ピッカピカの身体でベッドの上に座り、ターリャが部屋に戻ってくるのを待つ。
今日の事件があり、後始末のために戻るのが遅くなると言われていたが。これほど、ターリャの帰りが待ち遠しいと思ったことがあっただろうか。
部屋に近づく足音が聞こえる度に、ターリャかと思い背筋をピンとする。まぁ、違かったのだが。
「待たせたな。イリ」
イリが待ち始めてから1時間以上は経っただろうか。少し疲れたようにターリャが帰ってきた。
ま、ってないよ。
「嘘をつくな。ライタから、今日は身体を念入りに洗っていると聞いたぞ」
身体を念入りに洗ったことをターリャに知られていて、イリは一気に顔を真っ赤にした。イリのそんな姿を見て、ターリャが色気を含んだ笑みを浮かべた。

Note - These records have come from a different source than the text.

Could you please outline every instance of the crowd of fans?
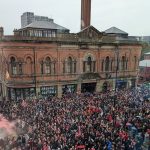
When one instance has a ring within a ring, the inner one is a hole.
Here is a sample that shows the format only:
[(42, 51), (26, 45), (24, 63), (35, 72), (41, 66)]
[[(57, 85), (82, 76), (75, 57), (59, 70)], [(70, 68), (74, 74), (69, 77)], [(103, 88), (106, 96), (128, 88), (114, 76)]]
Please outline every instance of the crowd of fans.
[(149, 94), (140, 88), (1, 101), (0, 113), (17, 120), (17, 136), (0, 139), (0, 149), (149, 150)]

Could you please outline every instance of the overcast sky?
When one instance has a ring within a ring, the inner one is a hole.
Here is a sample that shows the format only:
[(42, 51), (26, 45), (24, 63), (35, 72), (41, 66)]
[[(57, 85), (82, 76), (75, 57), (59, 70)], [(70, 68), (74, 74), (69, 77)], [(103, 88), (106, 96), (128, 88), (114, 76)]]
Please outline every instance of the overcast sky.
[[(0, 0), (0, 26), (5, 35), (21, 27), (21, 15), (53, 18), (71, 32), (80, 31), (81, 0)], [(129, 35), (150, 35), (150, 0), (92, 0), (91, 24), (99, 31), (112, 26)]]

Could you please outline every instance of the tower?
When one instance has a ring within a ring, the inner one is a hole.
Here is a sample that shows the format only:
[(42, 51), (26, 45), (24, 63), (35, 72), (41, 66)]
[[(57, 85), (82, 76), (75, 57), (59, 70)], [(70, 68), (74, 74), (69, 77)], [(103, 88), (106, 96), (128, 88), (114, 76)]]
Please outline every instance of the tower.
[(91, 0), (81, 0), (81, 30), (90, 26)]

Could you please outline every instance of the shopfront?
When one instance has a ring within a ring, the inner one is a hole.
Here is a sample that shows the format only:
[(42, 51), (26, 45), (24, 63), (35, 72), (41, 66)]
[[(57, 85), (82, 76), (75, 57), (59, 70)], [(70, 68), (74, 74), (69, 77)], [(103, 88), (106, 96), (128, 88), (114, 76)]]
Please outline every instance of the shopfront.
[(117, 88), (124, 89), (127, 87), (127, 80), (117, 80)]
[(35, 97), (35, 88), (8, 88), (8, 98), (13, 100), (32, 99)]
[(57, 86), (40, 87), (40, 94), (44, 97), (56, 96), (57, 95)]
[(65, 93), (75, 93), (77, 91), (77, 84), (67, 84), (62, 86), (62, 92)]

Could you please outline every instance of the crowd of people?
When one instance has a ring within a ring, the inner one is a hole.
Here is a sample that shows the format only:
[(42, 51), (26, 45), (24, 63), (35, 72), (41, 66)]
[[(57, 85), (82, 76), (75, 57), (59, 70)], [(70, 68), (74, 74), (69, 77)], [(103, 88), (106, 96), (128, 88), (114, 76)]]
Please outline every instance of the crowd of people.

ターリャのそんな笑みを見るのは初めてで。初めて感じる熱が、イリの身体を駆け巡った。
「イリ」
イリの隣に座ったターリャが、そっと頬に手を添えてきた。自然にその手に擦り寄れば、慣れた手つきで項に手が流れていく。
「まっさらだな。イリの項は」
あたりまえだよ、たーりゃ。
「――――――ここに、噛み付いていいんだな。お前は俺のものだと、印をつけていいんだよな」
ターリャのブルーの瞳から、ホロリと涙が零れた。その涙を見たイリの瞳からも、同じように涙が零れる。
たーりゃ。あいしてる。
「俺も。イリを誰よりも愛している。俺の、愛しいΩ」
ターリャがグッとイリの項に顔を近づける。ターリャが噛みやすいように、イリは首を傾けた。
ターリャはずっとこの時を待ち望んでいた。イリと番になれる日のことを。
やっと。やっと、このキレイな項に誓いをたてられるのだ。一生、イリを愛するという誓いを。
「これでもう、お前は俺のものだ。イリ」
ターリャのその言葉を最後に、イリの項に一気に熱が集中した。